Livilla clicked her fingers and two male slaves seized Lygdus from either side. He struggled but Livilla's tone was soothing again. 'No one's going to hurt you, Lygdus. In your transformation you'll feel no pain at all.'
She clicked her fingers a second time and the slaves forced him to the ground. He tried to crouch on his knees but they kicked his legs out from under him so that he lay flat upon his back on the cold earth. The ground was spongy and moist. He looked up and saw the cobwebs and dust that clung to the rafters, and he wondered how many other lambs had shared this view. That was what she had called him — her little lamb.
'Say a prayer…' His domina 's voice floated to Lygdus from somewhere far away.
'To which god?' he whispered.
He heard her footsteps echo on the paving stones outside as she left the pen and made her way towards the garden and the house beyond. He tried to raise his head to glimpse her retreating form. ' Domina.. To which god, domina?'
The grinning steward's face was like a death mask. 'Cybele,' Pelops smirked. 'She'll have a place in her heart for you, son.'
Two more slaves came forward and took Lygdus's ankles, forcing his legs apart. A sudden fear coursed through him as he tried to struggle.
'Keeping still ensures that nothing goes that needn't,' Pelops said. One of the slaves reached up and snatched at Lygdus's loincloth, pulling it away and exposing him. He was erect; they all saw it — the effect of his domina whispering in his ear. 'Keep still,' Pelops ordered.
Lygdus now saw what Pelops had kept hidden within his hands. It was a razor. He went to scream but a hand clapped hard across his mouth.
'Don't want the domina hearing this — it upsets her,' said Pelops, unwinding a piece of string.
Lygdus shrieked into the hands that silenced him. The steward went between his legs and wound the string around his scrotum until his testes glowed purple. Pelops flicked the razor and Lygdus felt a pain that was worse than any he had known. Two crimson streams of blood shot across the earth. All hands released him.
'My blood!' Lygdus cried. The flow didn't stop, pooling where he lay, soaking into the soil. 'My blood will drain away…'
'It knows when to stop,' said Pelops. The other slaves filed out of the pen.
'What if it doesn't?' Lygdus sobbed.
Pelops shrugged. 'Then you won't be the first.' He joined the slaves outside and Lygdus was left alone.

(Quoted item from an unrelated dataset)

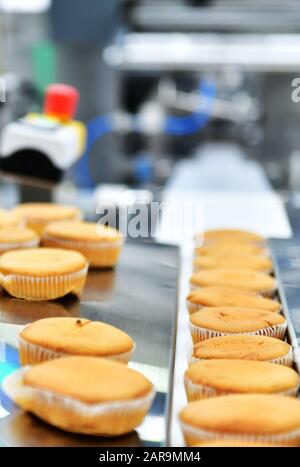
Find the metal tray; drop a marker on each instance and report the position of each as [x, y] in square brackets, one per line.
[140, 297]
[285, 254]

What were his domina 's words? Lygdus tried to remember what she had said that had so filled his heart. But they were forgotten now, lost in his pain. All Lygdus could hear was Pelops's voice, like another kiss on the soft flesh beneath his ear: 'You won't be the first.' But this was a lie. Surely no other slave had suffered like this in the name of 'transformation'? Surely no other slave had been sent on this path to 'release'?
He was the first, the very first. He was the only slave to suffer such a fate in Rome.
But he was wrong, of course, naive as he was. There was certainly another. Soon, very soon, we would meet.
The two lost children clambered and leaped and slid among the rocks, hurting themselves in their efforts to impress one another and to seem immune to all that fate had dealt them. They never cried — it was a point of honour. They were cousins in blood, descendants of the Divine Augustus, who would not have cried either, no matter how badly his skinned knees and stubbed toes hurt him. They awoke before dawn and went straight to the most bountiful of their hunting grounds, plucking crustaceans from the little pools, finding pretty shells and time-smoothed stones and tiny jewel-coloured fish.
The crustaceans were edible, delicious even — they had established this very soon after they had been washed ashore — and when Burrus showed Nilla how to strike a spark from the dry, brittle grass that dotted the dunes, and how to feed the spark with driftwood until the smoke became a blaze, they had the means to eat the crabs and anything else they caught. It became another point of honour for Nilla never to let the fire go out. She woke in the night and tended it, before snuggling against the sleeping Burrus's warm, brown back. When Burrus thought there might be oysters and clams beneath the waves, Nilla joined him in practising at holding her breath. When each felt they could hold it far longer than they had ever thought possible, they flung themselves into the waves, clutching stones for weight, and succeeded in dislodging molluscs from the sea bed.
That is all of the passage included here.